Sonntag, 28. Oktober 2012

Austerität-Wahnsinn


Die Austeritätspolitik ist kläglich gescheitert. Die Erfahrung im Euro-Raum in den vergangenen Jahren zeigt, dass die Schuldenquote steigt, wenn man in einer schweren Rezession harsche Austerität betreibt.

Der IWF räumt nun ein, dass der Multiplikator in einer Bandbreite von 0,9 bis 1,7 liegt. Bisher ging man in Europa von einem Multiplikator von 0,5 aus. Das heisst, dass die Wirtschaft um 0,5% schrumpfen würde, wenn die Staatsausgaben um 1% gekürzt würden.

Die aktuelle Feststellung des IWF ist insofern wichtig, als die Auswirkungen von Haushaltskonsolidierung auf die Wirtschaftsleistung (Multiplikator) in einem schwer angeschlagenen Umfeld des Marktes (Great Recession) ohnehin viel grösser sind als sonst. Das wiederum bedeutet, dass das Volkseinkommen sich um mehr als eine Milliarde verringert, wenn die öffentliche Hand um einer Milliarde „spart“, d.h. weniger ausgibt.

Keynesianer hatten recht. Austerians lagen völlig falsch. Paul Krugman hat von Anfang an darauf hingewiesen, dass die von der EU favorisierte Sparpolitik als vermeintliches Allheilmittel für alle wirtschaftlichen Probleme grundsätzlich abwegig ist.

USA: Haushaltsdefizit (blaue Kurve) versus Realzinsen (rote Kurve), Graph: Prof. Paul Krugman

Wenn die Volkswirtschaft in einer Liquiditätsfalle steckt, wo die Zinsen also auf der Null-Grenze (zero lower bound) liegen und wo die Geldpolitik nicht mehr wirksam ist, verschlimmert die Austerität die Wirtschaftskrise.

Jean-Claude Trichet, der Vorgänger des gegenwärtigen EZB-Präsidenten Mario Draghi hat aber die Zinsen im Euro-Raum 2011 wider besseres Wissen zwei mal (im April und im Juli) erhöht, um angeblich die Inflationsgefahr zu bekämpfen. Die Sachen, die in den Lehrbüchern gelehrt werden, waren sehr nützlich. Doch die meisten politischen Entscheidungsträger haben sich davon abgewandt.
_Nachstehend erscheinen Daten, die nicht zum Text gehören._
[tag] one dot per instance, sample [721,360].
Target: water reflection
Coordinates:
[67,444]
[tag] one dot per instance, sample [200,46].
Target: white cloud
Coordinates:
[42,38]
Euro-Raum: Primary Budget Deficit, Graph: Prof. Paul Krugman

Hardliner um den deutschen Finanzminister Wolfgang Schäuble bestehen heute noch darauf, den Austeritätskurs fortzufahren, und dem Südeuropa, welches bereits in der Depression gelandet ist, weiterhin schärfere Austerität vorzuschreiben. Die Verfechter der Austeritätspolitik scheinen ungerührt davon, dass Staaten und Menschen in den Ruin getrieben werden.

Die Idee, dass die Austerität eine Stagnation auslösen könnte, ist nicht richtig, sagte Trichet vor einem Jahr. Seiner Ansicht nach würde expansionary austerity das Wirtschaftswachstum fördern und die Beschäftigung stützen. Der ehemalige EZB-Präsident lag damit vollkommen falsch.

Wie Krugman mehrmals hervorgehoben hat, erfolgt die Erholung der Wirtschaft nach einer schweren Finanzkrise sehr langsam. Und hohe Haushaltsdefizite führen nicht zu steigenden Zinsen. Ein rascher Anstieg der Notenbankgeldmenge (monetary base) bringt auch keine hohe Inflation mit sich, wenn die Wirtschaft in einer Bilanz-Rezession steckt. Und der Multiplikator ist viel höher als bisher eingeschätzt.

Der IWF bestätigt jetzt, dass die Austeritätspolitik die Euro-Krise verschärft hat. Und Krugman hatte recht, dass Haushaltskonsolidierung in einer Depression die Wirtschaft schwächt und die Verschlechterung der öffentlichen Finanzen im Euro-Raum ein Symptom der Krise, nicht ihre Ursache ist.